Ormai non si può più parlare di una presenza rara, sporadica, localizzata nel Nord Est del Paese come nei decenni scorsi (ad esempio in quel paradiso di biodiversità che è il Friuli Venezia Giulia, così intimamente legato a Slovenia e Croazia): il Canis aureus, lo sciacallo dorato, è davvero tra noi e in fortissima espansione come areale. Gli ultimi avvistamenti lo segnalano già in Toscana e Lazio.
Questo canide, di dimensioni intermedie tra un lupo e una volpe, dal peso intorno ai dieci chili, è solo un parente alla lontana di sciacalli africani come lo striato Lupulella adustus e la sua presenza in Italia è una novità, non un semplice ritorno. La specie in Italia non è mai stata segnalata in tempi storici, anche se sono stati trovati in Puglia fossili che potrebbero essere di sciacallo.
Il suo areale di origine sono steppe e savane a oriente dell’Europa: nel nostro continente era presente solo in Bulgaria, Romania e Grecia. Oggi, oltre che nei Balcani e in Italia, è diffuso anche in Ungheria, Germania, Polonia e Olanda.
Sicuramente a favorirne l’espansione anche in Italia è stata la scomparsa del suo principale antagonista, il lupo, perché, anche se per lo più lo sciacallo si nutre di carogne, piccoli mammiferi e frutta, caccia i cuccioli di ungulati come il capriolo, entrando in competizione con i lupi. Anche la riduzione della copertura nevosa e l’abbandono della pastorizia tradizionale, con cani e attenzione alla difesa delle greggi, è stata di aiuto.

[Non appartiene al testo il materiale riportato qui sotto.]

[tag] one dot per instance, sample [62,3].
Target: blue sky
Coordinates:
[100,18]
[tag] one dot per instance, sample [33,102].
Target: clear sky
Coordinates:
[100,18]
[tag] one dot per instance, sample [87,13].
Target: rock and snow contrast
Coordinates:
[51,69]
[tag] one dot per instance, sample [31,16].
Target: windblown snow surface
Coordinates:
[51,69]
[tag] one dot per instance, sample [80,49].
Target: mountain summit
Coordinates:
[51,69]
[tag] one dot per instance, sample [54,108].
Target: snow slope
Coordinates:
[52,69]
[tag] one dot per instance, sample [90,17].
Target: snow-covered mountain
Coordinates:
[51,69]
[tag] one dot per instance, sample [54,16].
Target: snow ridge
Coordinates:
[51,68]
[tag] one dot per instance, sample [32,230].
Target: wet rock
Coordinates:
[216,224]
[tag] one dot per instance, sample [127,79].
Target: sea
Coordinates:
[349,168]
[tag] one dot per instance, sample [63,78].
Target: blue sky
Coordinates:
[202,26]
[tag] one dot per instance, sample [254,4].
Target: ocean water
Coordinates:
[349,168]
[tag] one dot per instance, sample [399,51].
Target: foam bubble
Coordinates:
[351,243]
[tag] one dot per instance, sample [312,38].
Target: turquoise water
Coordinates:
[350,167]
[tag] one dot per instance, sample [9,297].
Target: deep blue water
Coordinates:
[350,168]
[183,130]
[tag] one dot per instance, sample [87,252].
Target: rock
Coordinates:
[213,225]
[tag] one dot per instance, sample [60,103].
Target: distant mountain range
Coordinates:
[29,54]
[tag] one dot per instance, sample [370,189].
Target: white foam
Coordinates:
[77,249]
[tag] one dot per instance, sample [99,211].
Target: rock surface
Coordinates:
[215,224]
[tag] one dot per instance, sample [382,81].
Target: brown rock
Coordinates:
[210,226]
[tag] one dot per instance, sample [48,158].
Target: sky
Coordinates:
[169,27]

Gli sciacalli, incredibilmente versatili e adattabili, si diffondono con particolare rapidità: sono organizzati in branchi dominati da una coppia, che è l’unica a riprodursi, per cui maschi e femmine adulti non dominanti sono spinti ad andarsene per crearsi un branco proprio, anche a centinaia di chilometri di distanza.
La crescita della popolazione di sciacalli dorati in Italia, oltre a non incontrare le simpatie dei cacciatori del Nord Est del Paese che avvertono questi canidi come minaccia per i caprioli, preda molto ambita (in realtà forse è la competizione con i cervi a ridurre il numero dei caprioli), dovrà essere valutata alla luce del nuovo equilibrio che si andrà a comporre con il ritorno del lupo (i lupi iniziano ad essere presenti in numero consistente nelle nostre foreste e già si vede l’effetto sugli sciacalli che cominciano a spostarsi in aree che i loro “cugini” più grandi frequentano meno, come le valli fluviali o le zone antropizzate) e la crescita numericamente molto rilevante in alcune regioni di cinghiali e cervi.
Sarà lo sciacallo dorato la chiave di volta di un nuovo – e speriamo migliore – equilibrio?